Il film non ebbe pace nemmeno nella prima al London Film Festival del 1969. I produttori lo avevano ribattezzato, in contrasto con il regista, Sympathy for the Devil e doppiato l’ultima sequenza con la registrazione completa della canzone. In risposta, Godard aggredì il produttore sul palco, invitando il pubblico a chiedere un rimborso.

CONNESSIONI
Il «Cinema per le orecchie» di Godard ha avuto numerose altre connessioni con il pop rock. La cantante (che si definiva «ragazza yé-yé») Chantal Goya interpreta Madeleine, a fianco di Jean-Pierre Léaud, l’Antoine Doinel di vari film di Truffaut, una giovane promessa della musica, in Il maschio e la femmina del 1966, sguardo sulla nuova gioventù francese. In La cinese del 1967, nella colonna sonora Godard inserisce Mao Mao di Claude Channes (che aveva aspettato il regista sotto casa per consegnargli il provino del brano) che mette in musica una serie di frasi di Mao Zedong. Nel surreale Cura la tua destra, del 1987, è protagonista il duo francese dei Les Rita Mitsouko che interpretano se stessi in studio di registrazione e sala prove.

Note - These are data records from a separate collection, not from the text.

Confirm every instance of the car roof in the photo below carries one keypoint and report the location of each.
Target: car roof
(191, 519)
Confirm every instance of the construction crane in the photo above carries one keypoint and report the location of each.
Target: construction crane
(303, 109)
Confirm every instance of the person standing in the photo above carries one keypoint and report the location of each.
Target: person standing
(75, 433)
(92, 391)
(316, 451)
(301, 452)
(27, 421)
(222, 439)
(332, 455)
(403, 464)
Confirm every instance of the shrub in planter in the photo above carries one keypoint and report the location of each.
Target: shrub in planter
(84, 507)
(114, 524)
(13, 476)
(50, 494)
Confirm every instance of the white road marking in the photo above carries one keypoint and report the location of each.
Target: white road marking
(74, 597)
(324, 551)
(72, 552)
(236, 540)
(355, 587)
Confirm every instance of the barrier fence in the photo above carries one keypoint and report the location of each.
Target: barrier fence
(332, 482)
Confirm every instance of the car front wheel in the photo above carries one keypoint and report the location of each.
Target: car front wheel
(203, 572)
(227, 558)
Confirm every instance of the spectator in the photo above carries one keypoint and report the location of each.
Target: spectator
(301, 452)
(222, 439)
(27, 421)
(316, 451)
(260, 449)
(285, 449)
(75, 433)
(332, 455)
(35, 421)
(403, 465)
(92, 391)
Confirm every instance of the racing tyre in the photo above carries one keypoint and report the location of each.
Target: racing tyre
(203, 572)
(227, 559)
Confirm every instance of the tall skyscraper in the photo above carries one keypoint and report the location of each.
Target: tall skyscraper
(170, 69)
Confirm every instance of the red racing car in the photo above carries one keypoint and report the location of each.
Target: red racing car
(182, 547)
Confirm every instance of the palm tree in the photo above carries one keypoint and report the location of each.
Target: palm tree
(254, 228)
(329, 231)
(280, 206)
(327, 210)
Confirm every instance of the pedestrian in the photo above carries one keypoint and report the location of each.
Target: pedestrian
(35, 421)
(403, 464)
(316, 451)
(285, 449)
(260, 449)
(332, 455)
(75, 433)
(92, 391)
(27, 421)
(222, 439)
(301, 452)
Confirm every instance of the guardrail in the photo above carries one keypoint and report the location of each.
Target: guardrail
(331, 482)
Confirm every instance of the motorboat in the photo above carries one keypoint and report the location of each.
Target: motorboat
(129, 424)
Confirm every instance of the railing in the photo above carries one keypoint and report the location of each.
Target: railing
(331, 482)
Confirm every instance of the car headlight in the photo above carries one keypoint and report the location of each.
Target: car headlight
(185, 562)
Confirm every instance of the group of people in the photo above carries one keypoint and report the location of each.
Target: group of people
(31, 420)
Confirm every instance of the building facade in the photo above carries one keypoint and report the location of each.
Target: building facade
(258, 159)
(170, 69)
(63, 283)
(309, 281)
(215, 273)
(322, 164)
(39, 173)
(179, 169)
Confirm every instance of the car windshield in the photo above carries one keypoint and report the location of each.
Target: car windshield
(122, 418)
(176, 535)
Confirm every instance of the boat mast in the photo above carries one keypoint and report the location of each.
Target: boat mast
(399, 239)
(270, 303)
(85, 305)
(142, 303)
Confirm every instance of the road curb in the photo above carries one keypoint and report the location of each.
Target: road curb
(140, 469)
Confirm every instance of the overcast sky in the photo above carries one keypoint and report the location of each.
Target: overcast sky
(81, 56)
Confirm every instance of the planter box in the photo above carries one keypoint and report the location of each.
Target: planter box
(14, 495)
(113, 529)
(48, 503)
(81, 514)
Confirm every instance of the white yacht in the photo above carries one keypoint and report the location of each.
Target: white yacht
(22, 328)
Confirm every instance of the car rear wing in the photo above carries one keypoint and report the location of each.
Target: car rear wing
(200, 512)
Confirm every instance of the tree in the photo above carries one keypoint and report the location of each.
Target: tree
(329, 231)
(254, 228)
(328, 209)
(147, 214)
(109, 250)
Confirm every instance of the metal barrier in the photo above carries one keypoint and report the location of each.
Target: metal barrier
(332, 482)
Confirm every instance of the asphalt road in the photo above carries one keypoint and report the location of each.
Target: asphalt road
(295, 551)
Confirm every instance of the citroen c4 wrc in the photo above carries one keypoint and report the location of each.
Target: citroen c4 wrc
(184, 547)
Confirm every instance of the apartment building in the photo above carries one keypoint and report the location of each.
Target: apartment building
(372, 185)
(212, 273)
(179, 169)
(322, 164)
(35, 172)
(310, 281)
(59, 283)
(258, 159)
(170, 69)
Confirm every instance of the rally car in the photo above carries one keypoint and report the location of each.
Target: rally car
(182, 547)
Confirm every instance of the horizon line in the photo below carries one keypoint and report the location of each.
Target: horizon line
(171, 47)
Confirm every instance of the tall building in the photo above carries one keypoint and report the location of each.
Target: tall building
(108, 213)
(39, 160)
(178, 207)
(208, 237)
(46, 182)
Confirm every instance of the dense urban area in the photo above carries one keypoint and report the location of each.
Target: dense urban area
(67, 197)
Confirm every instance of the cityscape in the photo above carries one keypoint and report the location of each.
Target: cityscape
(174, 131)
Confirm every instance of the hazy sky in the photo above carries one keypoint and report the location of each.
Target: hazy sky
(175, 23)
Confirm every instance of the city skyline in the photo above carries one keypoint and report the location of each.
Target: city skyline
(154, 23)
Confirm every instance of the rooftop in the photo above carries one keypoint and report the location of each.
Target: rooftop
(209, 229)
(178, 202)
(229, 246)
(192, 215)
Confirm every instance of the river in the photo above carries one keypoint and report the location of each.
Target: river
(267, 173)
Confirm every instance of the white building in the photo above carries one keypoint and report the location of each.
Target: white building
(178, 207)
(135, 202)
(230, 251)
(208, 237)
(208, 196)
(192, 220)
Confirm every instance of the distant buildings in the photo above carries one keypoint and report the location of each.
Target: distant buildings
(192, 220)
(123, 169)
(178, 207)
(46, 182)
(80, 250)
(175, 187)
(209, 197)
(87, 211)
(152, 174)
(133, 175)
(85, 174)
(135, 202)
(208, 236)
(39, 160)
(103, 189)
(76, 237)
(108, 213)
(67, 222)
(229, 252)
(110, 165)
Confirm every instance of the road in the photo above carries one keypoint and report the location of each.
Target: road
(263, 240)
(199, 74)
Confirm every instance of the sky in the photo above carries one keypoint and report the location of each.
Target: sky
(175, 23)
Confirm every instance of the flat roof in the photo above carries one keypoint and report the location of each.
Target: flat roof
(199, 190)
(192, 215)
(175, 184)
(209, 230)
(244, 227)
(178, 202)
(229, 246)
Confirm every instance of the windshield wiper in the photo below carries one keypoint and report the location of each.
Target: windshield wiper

Una splendida, algida e conturbante Marianne Faithfull, musa dei Rolling Stones (più in particolare di Mick Jagger), canta una versione a cappella di fronte a un’altrettanto stupenda Anna Karina in Made in Usa del 1966.
È del 1997 la pubblicazione della colonna sonora completa – musica, dialoghi, suoni – da parte della prestigiosa Ecm del film Nouvelle vague, del 1990. «Nel realizzare questo film ho sentito molta musica; musica prodotta da Manfred Eicher (fondatore nel 1969 della Ecm, ndr). Posso ben immaginare come i musicisti siano ispirati e influenzati da questi suoni. E anch’io mi sono immerso in questa musica, e mi sono sentito, nel mio lavoro, come un musicista. Manfred ha iniziato la nostra relazione mandandomi della musica. E ho avuto la sensazione, nel modo in cui produceva il suono, che fossimo più o meno nello stesso paese: lui con i suoni, io con le immagini. E la musica che mi manda è musica che mi porta ad alcune idee nel cinema. In effetti, alcuni dei dischi mi hanno portato a un film chiamato Nouvelle vague e poi ad altri… e ho iniziato a immaginare cose dovute a quel tipo di musica». Nel disco ci sono brani e musiche di Paolo Conte, Patti Smith, Gabriella Ferri e le voci di Alain Delon, Domiziana Giordano, Roland Amstutz, Laurence Côte, Jacques Dacqmine, Christophe Odent, Laurence Guerre, Joseph Lisbona e altri. Da ricordare la compilation omaggio al regista, pubblicata nel 1986, Godard, ça vous chante?, con contribuiti della scena noise/avanguardia da parte di John Zorn e Arto Lindsay. In una coversazione con Wim Wenders del 1992, Godard dichiarò: «Comincio guardando le immagini senza suono. Quindi riproduco il suono senza le immagini. Solo allora li provo insieme, nel modo in cui sono stati registrati. A volte ho la sensazione che ci sia qualcosa di sbagliato in una scena e che forse un suono diverso lo potrà risolvere. Allora magari potrei sostituire un po’ di dialogo con l’abbaiare di un cane. Oppure metto una sonata. Sperimento le cose finché non sono felice».